Aqala is a contract because it is created by the consent of the parties to create a legal effect. Aqala is a contract whose purpose is to dissolve the previous contract.

Although it is a contract, it is not a new transaction, that is, a new transfer, including contracts such as sale and lease. It is not, but it is only a contract with the purpose of dissolving the previously concluded transaction

All or part of the original transaction may be discounted

Neither the loss of one of the substitutes, nor the loss of both substitutes, does not prevent depreciation. In this case, instead of the money that was lost, the like or its price must be returned. The meaning of the price is the price at the time of depreciation, not the price at the time of the contract.

The meaning of loss in the above paragraph is the loss of money or credit loss of property.
The meaning of the decreed loss of property is that the property has been transferred to a third party, in which case the same or its price must be returned instead of the said property.

In Aqala, the main variables of the transaction should not change or increase or decrease, otherwise the transaction is not a transaction, but a new transaction, but the change of partial and secondary conditions is fine.

Iqala is valid only for contracts and it is meaningless in relation to Iqaat

The centrality of the parties:

In Qala, the sides are centered, so:

Aqala does not reach the heirs

Self-rescission is not possible, that is, one of the parties to the contract cannot act on behalf of the other party to rescind the contract.

Deferrable contracts:
All contracts except the following three contracts can be rescinded.
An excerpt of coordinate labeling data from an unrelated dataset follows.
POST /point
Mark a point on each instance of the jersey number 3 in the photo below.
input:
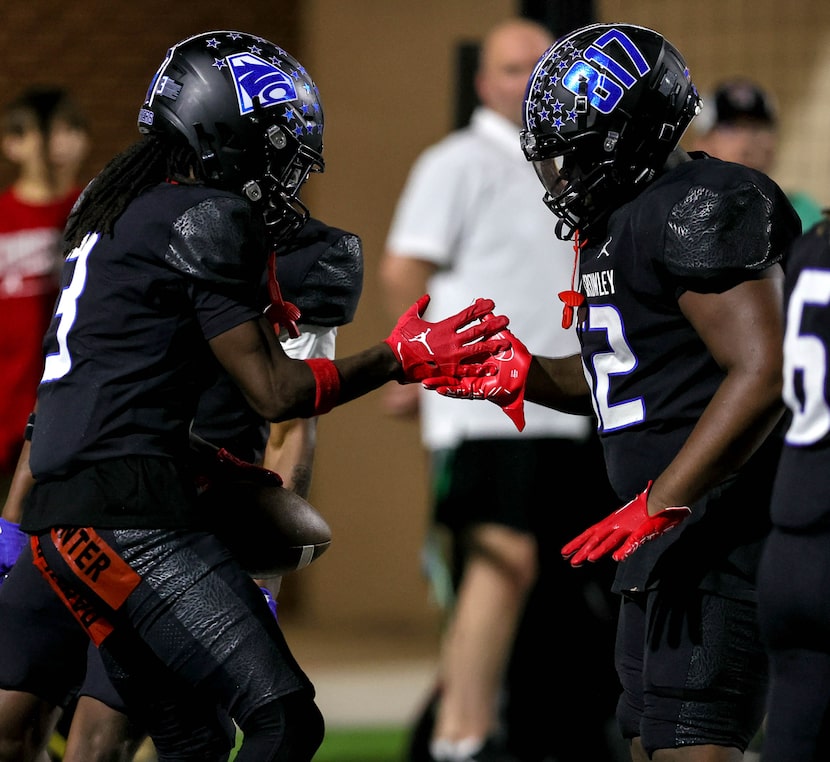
(59, 363)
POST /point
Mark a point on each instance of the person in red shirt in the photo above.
(45, 135)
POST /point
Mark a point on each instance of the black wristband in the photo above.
(30, 427)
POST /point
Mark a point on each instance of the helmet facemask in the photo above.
(285, 166)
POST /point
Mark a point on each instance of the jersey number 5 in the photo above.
(805, 358)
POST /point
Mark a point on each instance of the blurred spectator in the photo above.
(471, 220)
(738, 122)
(44, 134)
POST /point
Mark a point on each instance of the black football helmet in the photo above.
(604, 108)
(251, 113)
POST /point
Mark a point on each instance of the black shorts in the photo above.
(533, 485)
(692, 667)
(184, 632)
(793, 592)
(42, 648)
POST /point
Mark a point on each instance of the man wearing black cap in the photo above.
(738, 122)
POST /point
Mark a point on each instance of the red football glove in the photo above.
(435, 350)
(623, 531)
(503, 380)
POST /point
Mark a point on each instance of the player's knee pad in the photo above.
(289, 729)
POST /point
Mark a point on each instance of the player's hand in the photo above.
(502, 381)
(12, 542)
(623, 531)
(434, 350)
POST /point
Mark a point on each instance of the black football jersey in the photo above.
(126, 355)
(706, 225)
(801, 497)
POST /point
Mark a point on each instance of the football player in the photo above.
(793, 579)
(677, 306)
(167, 246)
(42, 652)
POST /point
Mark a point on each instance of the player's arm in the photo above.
(279, 388)
(404, 279)
(12, 540)
(22, 481)
(743, 329)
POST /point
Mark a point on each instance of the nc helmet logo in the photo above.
(254, 77)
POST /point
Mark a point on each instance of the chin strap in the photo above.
(571, 298)
(282, 314)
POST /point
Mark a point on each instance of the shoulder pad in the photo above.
(713, 231)
(321, 271)
(215, 239)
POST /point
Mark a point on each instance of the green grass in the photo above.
(363, 745)
(376, 744)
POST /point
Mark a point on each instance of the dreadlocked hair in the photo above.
(149, 161)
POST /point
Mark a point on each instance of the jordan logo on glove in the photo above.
(422, 337)
(464, 339)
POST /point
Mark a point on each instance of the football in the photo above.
(271, 530)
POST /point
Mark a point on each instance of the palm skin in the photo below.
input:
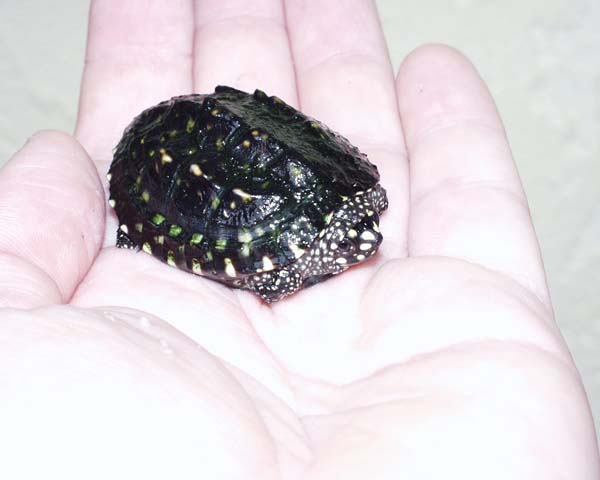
(438, 359)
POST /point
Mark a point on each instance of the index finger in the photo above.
(138, 53)
(467, 201)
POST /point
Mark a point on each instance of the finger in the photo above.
(244, 45)
(138, 54)
(51, 219)
(345, 79)
(466, 197)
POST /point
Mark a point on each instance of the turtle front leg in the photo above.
(274, 285)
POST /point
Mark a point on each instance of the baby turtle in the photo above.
(245, 190)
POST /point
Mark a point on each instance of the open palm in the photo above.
(438, 359)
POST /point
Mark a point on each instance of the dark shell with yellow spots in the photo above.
(246, 190)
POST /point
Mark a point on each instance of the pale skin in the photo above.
(438, 359)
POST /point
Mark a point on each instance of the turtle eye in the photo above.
(344, 246)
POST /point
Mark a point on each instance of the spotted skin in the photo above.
(245, 190)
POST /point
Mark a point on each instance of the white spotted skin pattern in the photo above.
(351, 237)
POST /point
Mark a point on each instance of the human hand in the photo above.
(438, 359)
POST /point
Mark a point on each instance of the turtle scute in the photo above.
(245, 190)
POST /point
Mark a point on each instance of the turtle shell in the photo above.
(217, 183)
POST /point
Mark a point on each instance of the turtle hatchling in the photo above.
(245, 190)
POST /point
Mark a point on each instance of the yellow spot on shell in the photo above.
(196, 267)
(190, 125)
(242, 194)
(296, 250)
(267, 264)
(171, 258)
(158, 219)
(165, 157)
(244, 237)
(196, 238)
(229, 268)
(195, 169)
(175, 230)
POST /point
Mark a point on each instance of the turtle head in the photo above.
(359, 243)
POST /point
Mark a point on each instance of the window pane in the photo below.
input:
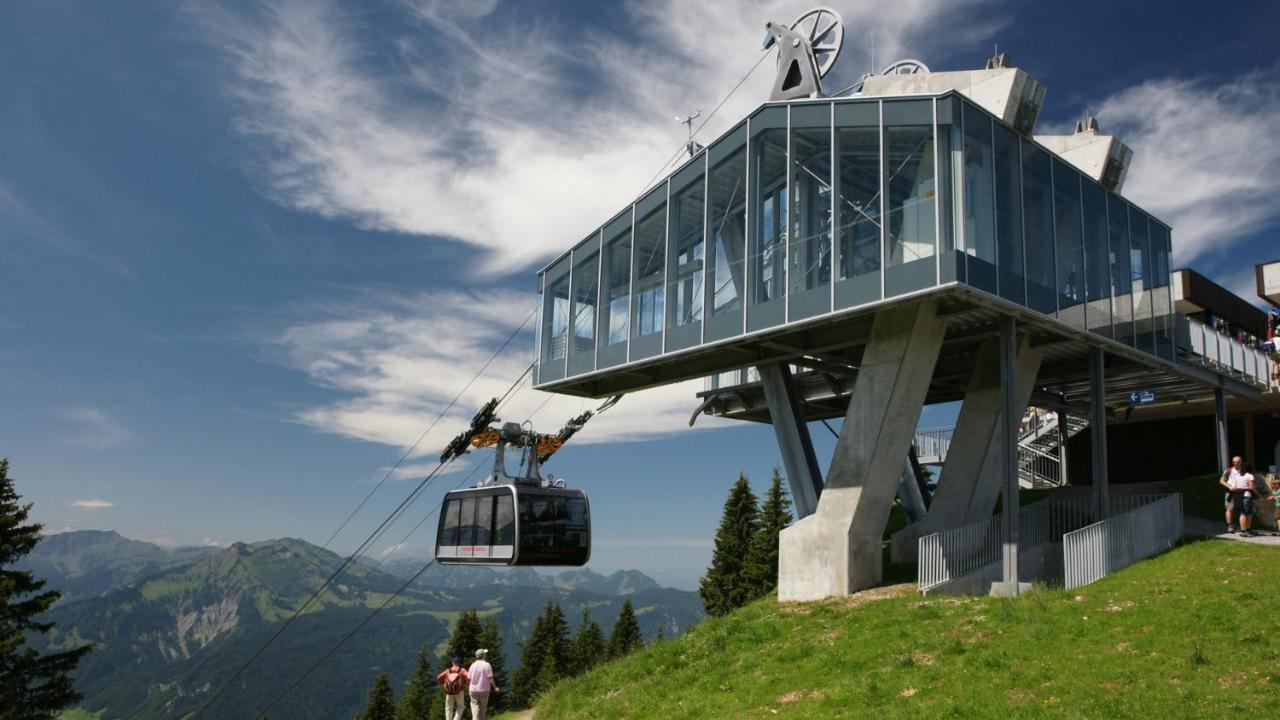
(1038, 229)
(685, 288)
(979, 212)
(503, 520)
(617, 287)
(1009, 215)
(1070, 244)
(810, 219)
(586, 281)
(767, 259)
(910, 182)
(650, 261)
(859, 205)
(727, 213)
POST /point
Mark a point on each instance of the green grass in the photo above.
(1188, 634)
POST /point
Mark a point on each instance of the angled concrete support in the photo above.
(794, 441)
(837, 550)
(972, 478)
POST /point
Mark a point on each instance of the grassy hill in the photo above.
(1192, 633)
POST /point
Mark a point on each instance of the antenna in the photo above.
(690, 145)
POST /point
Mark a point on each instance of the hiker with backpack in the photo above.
(453, 680)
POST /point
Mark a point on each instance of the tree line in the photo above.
(745, 560)
(548, 656)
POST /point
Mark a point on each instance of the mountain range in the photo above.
(172, 625)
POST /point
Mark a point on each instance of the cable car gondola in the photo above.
(521, 519)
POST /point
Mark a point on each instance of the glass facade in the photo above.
(814, 206)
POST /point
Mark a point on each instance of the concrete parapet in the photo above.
(837, 550)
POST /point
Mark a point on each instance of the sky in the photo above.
(248, 251)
However, out of these 3 contracts, the revocation of two contracts is void and the revocation of one of them is invalid. These 3 contracts are:

Endowment:
which is null and void, because according to Article 61 of the Civil Code, after concluding the endowment contract, the bond between the waqf and the endowment property is severed, and he does not have the right to any change in the terms of the endowment contract or its existence.

Marriage:

which is null and void because the cases of dissolution of the marriage contract are limited to those specified in the law, such as: divorce or dissolution of marriage in special cases

Warranty:

The removal of which is non-enforceable and subject to the enforcement of its terms, of course, the meaning of guarantee is a useful guarantee that transfers liability to a liability, i.e. a contract of guarantee according to which the liability of the main debtor (the subject of it) is transferred and the guarantor is responsible for paying and becomes indebted to the parties to such a guarantee contract. And the subject is Leh (the creditor), according to the guarantee contract concluded between them, the debt is removed from the responsibility of the surety and is assigned to the responsibility of the guarantor. Therefore, the guarantor’s waiver becomes invalid and the guarantee cannot be waived except with the satisfaction of the guarantor.